Li Xiting’s Wealth: A Rollercoaster Ride
Li Xiting, the company’s founder (75 years old), came from a rural area in Anhui and graduated from the University of Science and Technology of China before starting the business. His wealth has fluctuated dramatically with the company’s performance:
- 2021: The company performed well, and his stock price soared, making him the richest person in Singapore with a fortune of approximately 165 billion yuan.
- 2025: His wealth dropped to 100 billion yuan.
- 2026: It further decreased to 84 billion yuan.
The significant drop in wealth over five years is mainly due to the company’s declining performance, which affected his stock price. Additionally, as a Singaporean citizen, his wealth may also be impacted by exchange rate fluctuations, but the core reason remains the company’s financial performance.
Funds Raised from the HKEX IPO
The proposed HKEX IPO aims to raise at least $1 billion, which will be used for the following purposes:
- Research and Development of High-End Products: Although Mindray is a leader in China, it still faces competition from international giants like GE, Philips, and Siemens in high-end markets. The funds will be used to develop advanced products and digital healthcare solutions using AI.
- Global Expansion: The company plans to establish more R&D centers and production bases overseas (in Europe and emerging markets) to reduce costs and improve supply chain efficiency, avoiding shortages like those experienced during the pandemic.
The success of this IPO depends on Li Xiting’s ability to lead the team in breaking through technological barriers and expanding Mindray’s presence in high-end markets.

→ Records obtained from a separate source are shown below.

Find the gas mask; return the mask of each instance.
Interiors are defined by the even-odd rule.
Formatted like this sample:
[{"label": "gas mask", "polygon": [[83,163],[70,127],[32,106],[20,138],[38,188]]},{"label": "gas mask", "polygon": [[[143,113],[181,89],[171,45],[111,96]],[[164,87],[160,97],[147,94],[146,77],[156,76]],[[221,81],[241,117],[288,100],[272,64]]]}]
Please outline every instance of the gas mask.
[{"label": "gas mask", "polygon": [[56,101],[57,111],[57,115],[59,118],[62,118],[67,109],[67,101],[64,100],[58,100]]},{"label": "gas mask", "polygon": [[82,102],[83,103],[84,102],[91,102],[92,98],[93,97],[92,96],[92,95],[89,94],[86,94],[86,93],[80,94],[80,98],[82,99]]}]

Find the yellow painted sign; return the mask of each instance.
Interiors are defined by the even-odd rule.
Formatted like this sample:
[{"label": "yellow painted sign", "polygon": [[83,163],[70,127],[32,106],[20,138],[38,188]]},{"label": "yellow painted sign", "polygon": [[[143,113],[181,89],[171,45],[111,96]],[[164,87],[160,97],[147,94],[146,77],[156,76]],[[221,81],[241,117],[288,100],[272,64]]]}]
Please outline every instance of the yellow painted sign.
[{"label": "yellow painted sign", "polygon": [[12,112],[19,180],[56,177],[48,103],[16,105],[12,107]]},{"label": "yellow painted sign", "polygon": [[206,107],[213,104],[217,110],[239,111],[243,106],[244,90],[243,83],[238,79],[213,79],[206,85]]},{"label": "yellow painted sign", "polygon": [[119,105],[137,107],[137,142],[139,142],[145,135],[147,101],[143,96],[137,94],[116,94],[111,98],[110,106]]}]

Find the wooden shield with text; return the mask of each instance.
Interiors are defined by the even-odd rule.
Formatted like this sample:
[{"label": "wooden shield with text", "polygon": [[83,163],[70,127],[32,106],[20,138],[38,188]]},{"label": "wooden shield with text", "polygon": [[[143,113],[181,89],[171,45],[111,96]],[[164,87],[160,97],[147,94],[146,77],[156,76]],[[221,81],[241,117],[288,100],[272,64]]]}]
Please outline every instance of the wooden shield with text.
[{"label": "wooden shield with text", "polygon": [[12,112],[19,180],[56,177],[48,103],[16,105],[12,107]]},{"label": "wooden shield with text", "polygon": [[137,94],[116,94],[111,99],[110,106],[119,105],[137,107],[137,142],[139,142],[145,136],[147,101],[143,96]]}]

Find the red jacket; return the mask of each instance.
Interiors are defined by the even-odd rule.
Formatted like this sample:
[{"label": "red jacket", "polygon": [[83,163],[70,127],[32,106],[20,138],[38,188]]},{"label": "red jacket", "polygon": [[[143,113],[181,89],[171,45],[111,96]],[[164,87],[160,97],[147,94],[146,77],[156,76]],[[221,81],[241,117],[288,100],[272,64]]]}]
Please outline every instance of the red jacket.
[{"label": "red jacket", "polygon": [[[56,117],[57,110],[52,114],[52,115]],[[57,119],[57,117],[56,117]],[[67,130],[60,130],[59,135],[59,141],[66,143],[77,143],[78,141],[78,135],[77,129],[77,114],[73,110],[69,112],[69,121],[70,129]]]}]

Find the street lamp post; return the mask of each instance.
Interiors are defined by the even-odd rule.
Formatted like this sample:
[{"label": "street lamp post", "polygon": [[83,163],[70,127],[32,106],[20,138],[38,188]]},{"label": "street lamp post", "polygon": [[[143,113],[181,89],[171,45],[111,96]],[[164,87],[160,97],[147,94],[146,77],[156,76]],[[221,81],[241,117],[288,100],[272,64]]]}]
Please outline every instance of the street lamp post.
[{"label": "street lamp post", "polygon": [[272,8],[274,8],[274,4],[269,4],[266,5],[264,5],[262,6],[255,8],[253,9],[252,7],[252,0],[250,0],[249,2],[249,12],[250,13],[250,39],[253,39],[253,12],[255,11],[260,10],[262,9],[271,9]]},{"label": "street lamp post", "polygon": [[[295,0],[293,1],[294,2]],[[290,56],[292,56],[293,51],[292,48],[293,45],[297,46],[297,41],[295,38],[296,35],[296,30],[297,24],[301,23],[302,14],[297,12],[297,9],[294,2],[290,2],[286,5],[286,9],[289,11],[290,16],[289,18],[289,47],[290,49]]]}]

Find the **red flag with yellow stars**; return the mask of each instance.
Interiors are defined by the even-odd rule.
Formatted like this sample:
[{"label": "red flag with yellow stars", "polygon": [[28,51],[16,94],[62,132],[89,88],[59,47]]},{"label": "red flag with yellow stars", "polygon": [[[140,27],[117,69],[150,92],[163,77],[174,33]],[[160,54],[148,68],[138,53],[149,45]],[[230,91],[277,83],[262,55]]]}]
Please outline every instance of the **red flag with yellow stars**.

In summary, Mindray’s second attempt to list on the HKEX is both a strategic move to diversify its funding sources and a necessity to overcome challenges in the domestic market. With limited growth opportunities domestically, the company relies on international markets and emerging businesses, which require substantial investment and technological advancement. For Li Xiting, continuing to drive the company at this age is crucial for maintaining Mindray’s position as a leader in the medical device industry.